A Baltimore-based company earlier this year filed for developing a geothermal project in the middle of the DJ Basin, to service the oil and gas industry’s future power needs in an environmentally clean fashion. Geothermal Technologies, Inc. (GTI) filed for drilling permits with Colorado’s Division of Water Resources. GTI seeks to drill geothermal wells for the purpose of generating utility-scale electricity in Weld County.
“This is an important step forward in our plans to construct a first-of-its-kind geothermal power plant in the D-J using GTI’s proprietary suite of technologies,” said GTI CEO J. Gary McDaniel. “We are excited about the potential that exists in Colorado for the development of advanced geothermal power.”
McDaniel indicates that GTI has calculated that the thermal prospect in the DJ Basin has over 5 GW of geothermal energy that can be harvested. GTI’s calculations indicate the company has the potential to install up to 400 MW of baseload electricity production.”
GTI’s proprietary GenaSys (Geothermal Energy Harvesting System) is billed as the latest generation of geothermal technologies. When coupled with advanced organic Rankine cycle (ORC) power-generation technology, GTI’s system enables the efficient extraction of geothermal energy in geographic regions that have been untapped using conventional approaches.
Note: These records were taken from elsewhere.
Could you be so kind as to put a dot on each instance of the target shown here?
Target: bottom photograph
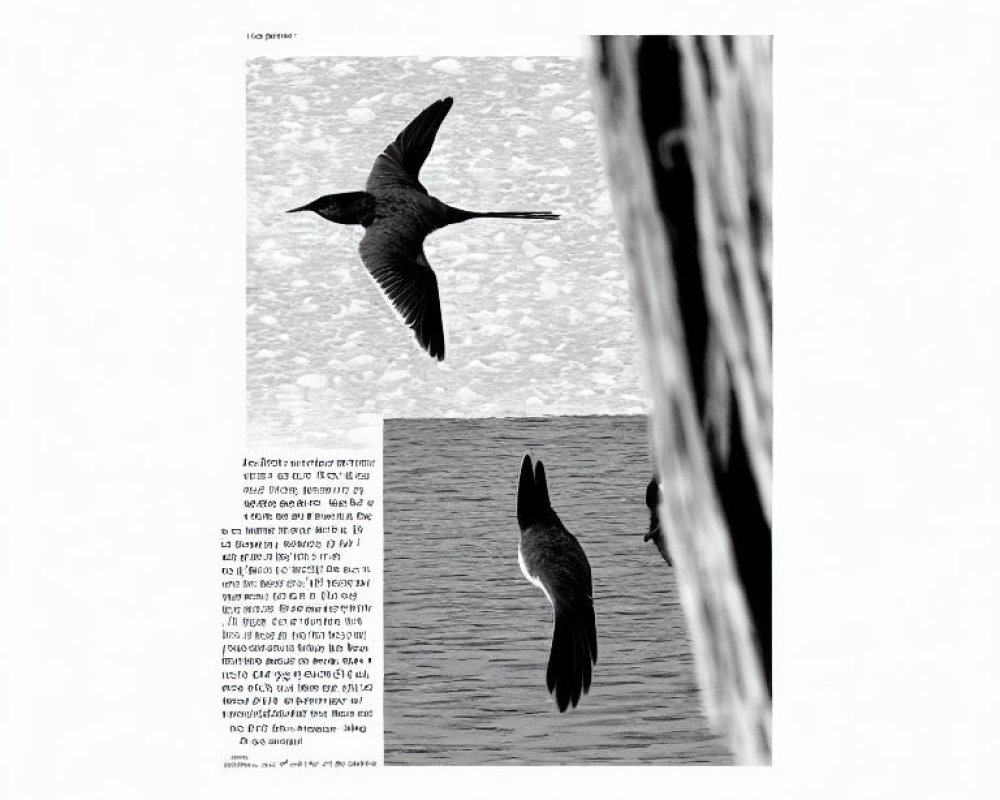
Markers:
(531, 614)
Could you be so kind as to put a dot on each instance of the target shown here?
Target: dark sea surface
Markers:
(467, 637)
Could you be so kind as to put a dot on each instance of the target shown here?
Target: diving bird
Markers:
(655, 530)
(397, 214)
(552, 559)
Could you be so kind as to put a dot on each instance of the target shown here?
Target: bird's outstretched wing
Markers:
(552, 558)
(400, 268)
(399, 164)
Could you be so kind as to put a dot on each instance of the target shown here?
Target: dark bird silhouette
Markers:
(398, 214)
(655, 531)
(552, 559)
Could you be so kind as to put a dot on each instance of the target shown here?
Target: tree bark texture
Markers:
(686, 127)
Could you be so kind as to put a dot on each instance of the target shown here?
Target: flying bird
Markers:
(397, 214)
(552, 559)
(655, 530)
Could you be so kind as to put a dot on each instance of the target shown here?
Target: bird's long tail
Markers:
(514, 214)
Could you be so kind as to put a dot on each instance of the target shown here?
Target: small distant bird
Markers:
(655, 531)
(398, 214)
(552, 559)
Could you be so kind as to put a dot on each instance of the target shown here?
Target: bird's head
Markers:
(347, 208)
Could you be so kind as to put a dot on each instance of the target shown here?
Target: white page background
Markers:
(121, 288)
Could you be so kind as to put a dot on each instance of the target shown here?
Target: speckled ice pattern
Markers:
(537, 314)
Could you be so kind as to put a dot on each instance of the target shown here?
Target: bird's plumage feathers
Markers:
(552, 558)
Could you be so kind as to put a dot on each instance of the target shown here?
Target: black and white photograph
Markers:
(448, 399)
(522, 315)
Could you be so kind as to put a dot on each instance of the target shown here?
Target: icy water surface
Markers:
(537, 315)
(467, 637)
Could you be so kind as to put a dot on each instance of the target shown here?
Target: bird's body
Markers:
(655, 529)
(398, 213)
(552, 559)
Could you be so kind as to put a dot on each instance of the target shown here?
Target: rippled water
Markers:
(467, 637)
(537, 315)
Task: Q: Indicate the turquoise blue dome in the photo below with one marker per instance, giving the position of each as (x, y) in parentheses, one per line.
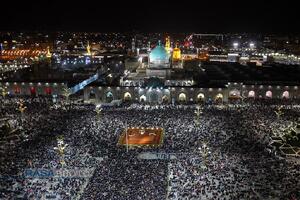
(159, 54)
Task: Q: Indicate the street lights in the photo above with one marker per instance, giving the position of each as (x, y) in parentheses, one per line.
(21, 107)
(98, 111)
(60, 148)
(204, 151)
(198, 113)
(235, 45)
(279, 112)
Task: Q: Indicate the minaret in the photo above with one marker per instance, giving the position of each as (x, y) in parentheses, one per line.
(48, 54)
(168, 45)
(149, 46)
(133, 45)
(88, 50)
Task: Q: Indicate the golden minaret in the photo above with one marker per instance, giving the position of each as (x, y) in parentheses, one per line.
(168, 45)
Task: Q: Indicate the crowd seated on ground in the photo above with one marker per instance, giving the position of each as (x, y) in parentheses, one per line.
(240, 163)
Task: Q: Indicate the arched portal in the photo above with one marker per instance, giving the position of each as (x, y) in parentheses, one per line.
(127, 96)
(200, 97)
(143, 98)
(17, 90)
(109, 97)
(286, 95)
(48, 91)
(234, 94)
(182, 97)
(32, 91)
(251, 94)
(219, 97)
(269, 94)
(165, 99)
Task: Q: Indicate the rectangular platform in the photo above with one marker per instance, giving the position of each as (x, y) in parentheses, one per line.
(139, 136)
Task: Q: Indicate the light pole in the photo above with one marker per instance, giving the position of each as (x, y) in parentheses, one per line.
(21, 108)
(204, 151)
(60, 148)
(198, 113)
(279, 112)
(98, 110)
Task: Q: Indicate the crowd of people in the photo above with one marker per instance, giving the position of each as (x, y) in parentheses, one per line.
(240, 164)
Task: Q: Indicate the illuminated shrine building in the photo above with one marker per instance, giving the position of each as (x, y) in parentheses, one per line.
(168, 45)
(176, 53)
(48, 54)
(159, 62)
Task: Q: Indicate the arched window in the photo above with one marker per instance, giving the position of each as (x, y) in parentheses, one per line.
(182, 97)
(127, 96)
(286, 94)
(251, 94)
(269, 94)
Although remaining agnostic toward midstream infrastructure – at least in the near-term – Chevron’s purchase of PDC changes the balance of power in the Rockies, making it the largest player, as research analyst Andrew Dittmar with Enverus Intelligence Research noted back in 2022.
“The deal makes Chevron an even more formidable operator in Colorado,” according to Dittmar, an Enverus director.
However, he did acknowledge that the added assets carry “some increased regulatory risk,” although a widespread concern several years ago that permitting might dry up has largely not come to pass in the state. Companies have successfully been able to secure years of drilling permits, Dittmar noted.
Analysts note that for years Kerr-McGee Oil & Gas Onshore, a subsidiary of Houston-based Occidental Petroleum Corp., was Colorado’s top oil and gas producer. It was followed by Chevron’s Noble Energy with PDC Energy ranking third or fourth place among producers.
In June, FERC approved Wyoming Interstate Company LLC’s (WIC) plans to abandon gas infrastructure in Uintah County, UT. It is WIC’s Diamond Mountain project, including a compressor station and associated facilities and equipment following a decline in gas production in the Uintah Basin.
FERC noted that WIC, a Kinder Morgan unit, will continue to operate the existing mainline block valve at the station site after the abandonment. The federal regulators concluded there will be no significant environmental impact with proposed mitigation measures submitted by WIC.
WIC’s system consists of 850 miles of pipelines with its mainline extending from western Wyoming to northeast Colorado (the Cheyenne Hub). It includes several lateral pipeline systems, running from various mainline interconnections in western Colorado, northeast Wyoming, and eastern Utah.
“WIC would complete all work within the existing gravel station yard and would access the station from the existing facility roads,” the company told FERC, adding that “no ground disturbing activities are proposed. WIC would remove and repurpose components of the abandoned facility for use at other Kinder Morgan affiliate pipelines.”